In 2024, Bitcoin’s market dominance has been on an upward trend, reaching a 40-month high of 58% on August 5. This rising dominance indicates that investors are favoring Bitcoin over altcoins. As Bitcoin continues to strengthen its position, Ethereum’s value against Bitcoin is expected to decline further. This shift reflects a broader investor sentiment that is more bullish on Bitcoin compared to other digital assets like Ethereum.
On-chain metrics offer valuable insights into the health and usage of a blockchain network. For Ethereum, recent on-chain data suggests a decrease in network activity, contributing to its underperformance.
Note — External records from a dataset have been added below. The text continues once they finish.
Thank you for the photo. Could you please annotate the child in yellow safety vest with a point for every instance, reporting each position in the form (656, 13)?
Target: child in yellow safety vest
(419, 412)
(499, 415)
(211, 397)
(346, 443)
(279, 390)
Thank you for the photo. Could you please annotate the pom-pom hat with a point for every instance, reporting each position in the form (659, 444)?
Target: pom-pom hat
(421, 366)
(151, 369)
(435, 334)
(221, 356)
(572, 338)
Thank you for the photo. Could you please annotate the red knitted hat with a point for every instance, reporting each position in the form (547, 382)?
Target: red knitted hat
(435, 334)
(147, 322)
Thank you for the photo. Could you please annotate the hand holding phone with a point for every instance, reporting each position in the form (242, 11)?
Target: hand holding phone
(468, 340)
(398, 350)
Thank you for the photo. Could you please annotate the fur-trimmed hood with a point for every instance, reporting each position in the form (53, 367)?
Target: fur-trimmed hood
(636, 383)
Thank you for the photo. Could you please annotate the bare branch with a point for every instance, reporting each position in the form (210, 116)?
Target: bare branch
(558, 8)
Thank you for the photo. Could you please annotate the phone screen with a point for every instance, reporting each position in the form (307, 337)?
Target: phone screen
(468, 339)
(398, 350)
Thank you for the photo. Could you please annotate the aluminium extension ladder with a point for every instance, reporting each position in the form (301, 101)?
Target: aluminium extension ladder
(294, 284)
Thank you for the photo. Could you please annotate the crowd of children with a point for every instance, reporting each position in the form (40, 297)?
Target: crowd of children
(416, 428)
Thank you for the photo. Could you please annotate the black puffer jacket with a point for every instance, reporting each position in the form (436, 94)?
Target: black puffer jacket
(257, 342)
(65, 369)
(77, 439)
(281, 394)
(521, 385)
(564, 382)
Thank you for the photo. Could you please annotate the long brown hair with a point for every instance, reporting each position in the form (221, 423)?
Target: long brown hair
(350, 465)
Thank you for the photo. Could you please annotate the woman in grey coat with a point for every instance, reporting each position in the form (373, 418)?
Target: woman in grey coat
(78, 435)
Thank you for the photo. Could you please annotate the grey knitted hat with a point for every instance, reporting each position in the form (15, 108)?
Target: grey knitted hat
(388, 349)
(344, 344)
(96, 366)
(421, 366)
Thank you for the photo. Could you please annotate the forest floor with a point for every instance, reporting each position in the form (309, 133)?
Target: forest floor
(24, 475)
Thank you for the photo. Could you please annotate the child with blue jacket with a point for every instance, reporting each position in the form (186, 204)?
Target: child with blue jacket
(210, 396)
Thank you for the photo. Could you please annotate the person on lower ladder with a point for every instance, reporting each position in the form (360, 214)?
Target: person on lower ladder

The number of daily active addresses on the Ethereum network has dropped to an average of 430,250 over the past 30 days, a decrease of 7.7% compared to three months ago. This figure is significantly lower than the peak of 686,350 active addresses seen in May 2021. A decline in active addresses often indicates reduced engagement with the network and fewer transactions, which can negatively impact the price of Ether.
Furthermore, data from DAppRadar shows a 19% decline in the number of active addresses interacting with Ethereum’s decentralized applications (DApps) over the past 30 days. In contrast, competing blockchains such as Solana and Tron have experienced substantial increases in their user base, with UAWs (Unique Active Wallets) rising by 257% and 343%, respectively. This suggests that Ethereum is losing traction in the DApp space, which could be affecting its overall market performance.
Ethereum’s lag behind Bitcoin in 2024 can be attributed to several interconnected factors. The underperformance of Ethereum ETFs, rising Bitcoin market dominance, and sluggish on-chain metrics all contribute to the current scenario. As Bitcoin continues to outperform Ethereum, investors and market observers are closely watching how these dynamics will evolve in the coming months.
For Ethereum to regain momentum, it will need to see improvements in ETF performance, a reversal in market dominance trends, and increased on-chain activity. Until then, Ethereum’s price may continue to struggle compared to its top competitor, Bitcoin.